IIT Kharagpur researchers find Iron Age evidence in Gujarat

IIT researchers have found evidence of a 3,000-year-old Iron Age settlement

Agricultural-work-in-the-Iron-Age-illustration-shut (Image for representation) Agricultural work in the Iron Age. Illustration | Shutterstock

Researchers from IIT Kharagpur have found archaelogical evidence of a 3,000-year-old Iron Age settlement at Karim Shahi and a Historic to Medieval settlement at Vigakot near Thar desert.

While the archaelogical remains found at Karim Shahi region suggest existence of human habitation from Early Iron Age to Early Historic Age (3100-2300), evidence of Historic to Medieval times (1500-900) settlement was unearthed at Vigakot, an IIT Kharagpur statement said on Thursday.

The findings have been published online in the Elsevier journal 'Archaeological Research in Asia'.

Soon after the fall of the 5200-3300-year-old Indus Valley civilization, which is mainly attributed to declining monsoon and major droughts, the Iron Age civilization came into being sometime around 3000-2500 years ago.

During the research over the past three years, the team found evidence of the Iron Age civilization at Karim Shahi area of Thar Desert, a team member said.

The researchers also found traces of climate induced migration from the west to the east.

"Analysis of sediments and oxygen isotopes in fossil shells found in the areas indicated presence of active river system and some rainfall that probably sustained human habitation from the Early Iron Age to medieval times though major Harappan cities were abandoned by that time due to water deprivation," Professor Anindya Sarkar from IIT Kharagpur said.

Prof Sarkar led the research, funded by Infosys Foundation and IIT Kharagpur.

"It is long known that from Mature to Late Harappan period, the number of human settlements continuously increased from the west - Indus River valley to the Ghaggar-Hakra in the east.

"Our findings suggest that such human migration was far more expansive than ever thought before.
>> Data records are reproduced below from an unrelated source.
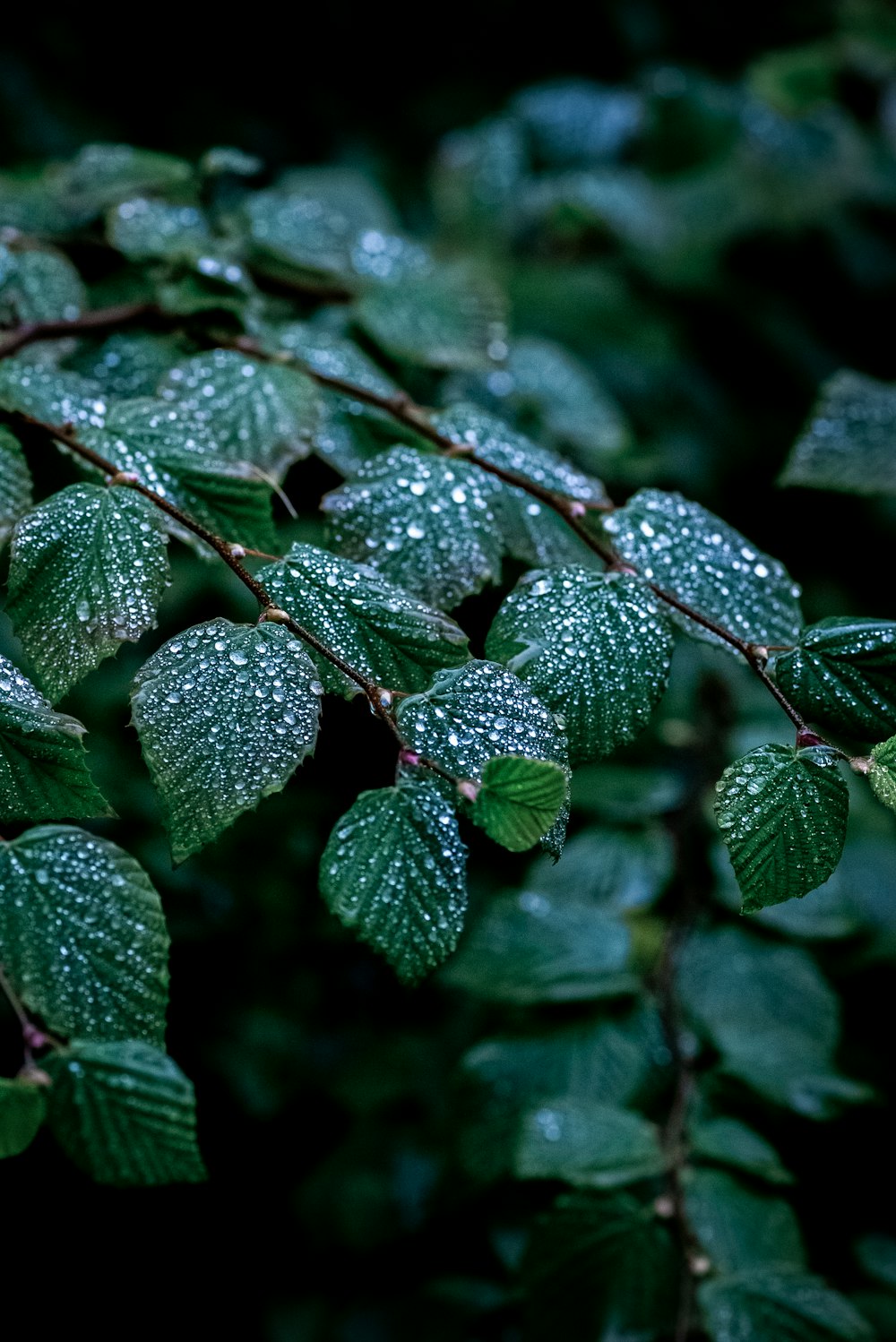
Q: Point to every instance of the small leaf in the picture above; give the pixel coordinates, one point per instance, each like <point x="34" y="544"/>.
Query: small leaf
<point x="375" y="627"/>
<point x="424" y="522"/>
<point x="763" y="1304"/>
<point x="82" y="935"/>
<point x="520" y="800"/>
<point x="15" y="484"/>
<point x="695" y="555"/>
<point x="224" y="714"/>
<point x="782" y="815"/>
<point x="848" y="443"/>
<point x="262" y="414"/>
<point x="844" y="673"/>
<point x="394" y="870"/>
<point x="43" y="770"/>
<point x="23" y="1107"/>
<point x="88" y="571"/>
<point x="596" y="647"/>
<point x="125" y="1114"/>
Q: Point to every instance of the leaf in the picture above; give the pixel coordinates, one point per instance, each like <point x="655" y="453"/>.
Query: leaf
<point x="531" y="530"/>
<point x="224" y="716"/>
<point x="43" y="772"/>
<point x="842" y="673"/>
<point x="375" y="627"/>
<point x="588" y="1145"/>
<point x="125" y="1114"/>
<point x="471" y="714"/>
<point x="848" y="443"/>
<point x="82" y="935"/>
<point x="88" y="571"/>
<point x="262" y="414"/>
<point x="709" y="565"/>
<point x="520" y="800"/>
<point x="726" y="1141"/>
<point x="766" y="1306"/>
<point x="424" y="522"/>
<point x="22" y="1112"/>
<point x="782" y="815"/>
<point x="599" y="1263"/>
<point x="15" y="484"/>
<point x="596" y="647"/>
<point x="739" y="1228"/>
<point x="394" y="870"/>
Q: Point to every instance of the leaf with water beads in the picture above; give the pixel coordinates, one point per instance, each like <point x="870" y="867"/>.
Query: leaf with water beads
<point x="124" y="1113"/>
<point x="88" y="571"/>
<point x="424" y="522"/>
<point x="375" y="625"/>
<point x="224" y="714"/>
<point x="471" y="714"/>
<point x="43" y="772"/>
<point x="596" y="647"/>
<point x="394" y="870"/>
<point x="782" y="815"/>
<point x="262" y="414"/>
<point x="15" y="484"/>
<point x="82" y="935"/>
<point x="704" y="563"/>
<point x="844" y="673"/>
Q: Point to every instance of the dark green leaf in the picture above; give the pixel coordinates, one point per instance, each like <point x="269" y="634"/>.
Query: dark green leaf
<point x="224" y="714"/>
<point x="125" y="1114"/>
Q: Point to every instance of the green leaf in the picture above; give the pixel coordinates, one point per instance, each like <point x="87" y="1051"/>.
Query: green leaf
<point x="125" y="1114"/>
<point x="520" y="800"/>
<point x="394" y="870"/>
<point x="596" y="647"/>
<point x="848" y="443"/>
<point x="375" y="625"/>
<point x="88" y="571"/>
<point x="844" y="674"/>
<point x="262" y="414"/>
<point x="588" y="1145"/>
<point x="471" y="714"/>
<point x="82" y="935"/>
<point x="599" y="1264"/>
<point x="739" y="1228"/>
<point x="15" y="484"/>
<point x="39" y="286"/>
<point x="23" y="1107"/>
<point x="224" y="714"/>
<point x="43" y="772"/>
<point x="424" y="522"/>
<point x="779" y="1306"/>
<point x="726" y="1141"/>
<point x="709" y="565"/>
<point x="782" y="815"/>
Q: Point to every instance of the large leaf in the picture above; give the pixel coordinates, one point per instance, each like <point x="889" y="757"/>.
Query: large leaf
<point x="224" y="714"/>
<point x="842" y="673"/>
<point x="88" y="571"/>
<point x="596" y="647"/>
<point x="394" y="870"/>
<point x="848" y="443"/>
<point x="43" y="770"/>
<point x="704" y="563"/>
<point x="471" y="714"/>
<point x="780" y="1306"/>
<point x="375" y="625"/>
<point x="15" y="484"/>
<point x="82" y="935"/>
<point x="782" y="815"/>
<point x="125" y="1113"/>
<point x="262" y="414"/>
<point x="424" y="522"/>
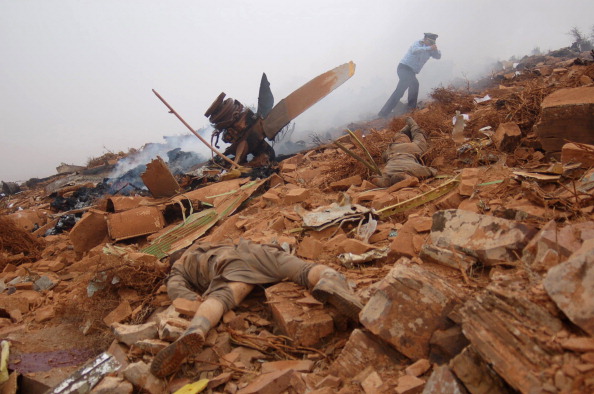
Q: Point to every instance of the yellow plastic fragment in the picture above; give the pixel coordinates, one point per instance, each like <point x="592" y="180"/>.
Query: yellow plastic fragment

We believe that the gradual southward shift.... forced people to migrate for greener pastures," he said.

The researchers also referred to the historical travelogue of Al Beruni of 1030 AD which mentioned about the presence of rivers in Kutch.

Apart from artefacts like pitcher, jars and bull figurines, numerous animal remains such as bones and teeth have also been recovered, the statement said quoting co- researcher Arati Despande Mukherjee from Deccan College PGRI Pune.

"We employed radiocarbon and optically stimulated luminescence methods to date the pottery and charcoal findings," research collaborator Navin Juyal of Physical Research laboratory, Ahmedabad, was quoted as saying.

The findings also threw light on the articles used by people.

Professor Sarkar said, "At one place in Vigakot, we found a 1100 year old Chinese Qingbai porcelain, probably manufactured in Guangdong province of south China, and Sgraffiato potteries of 10th century Persia suggesting that the place was a trade centre on the long-distance trade route between West Asia and China."

At Motichher, iron objects, nuggets and slags have been found.

A pertinent observation made in this research is that climate refugees took refuge where some rainfall was still available.

"United Nations framework convention on climate change warned about such 'climate refugees' due to impending climate change. If it could have happened in the past it will happen in future too," remarked Prof Sarkar.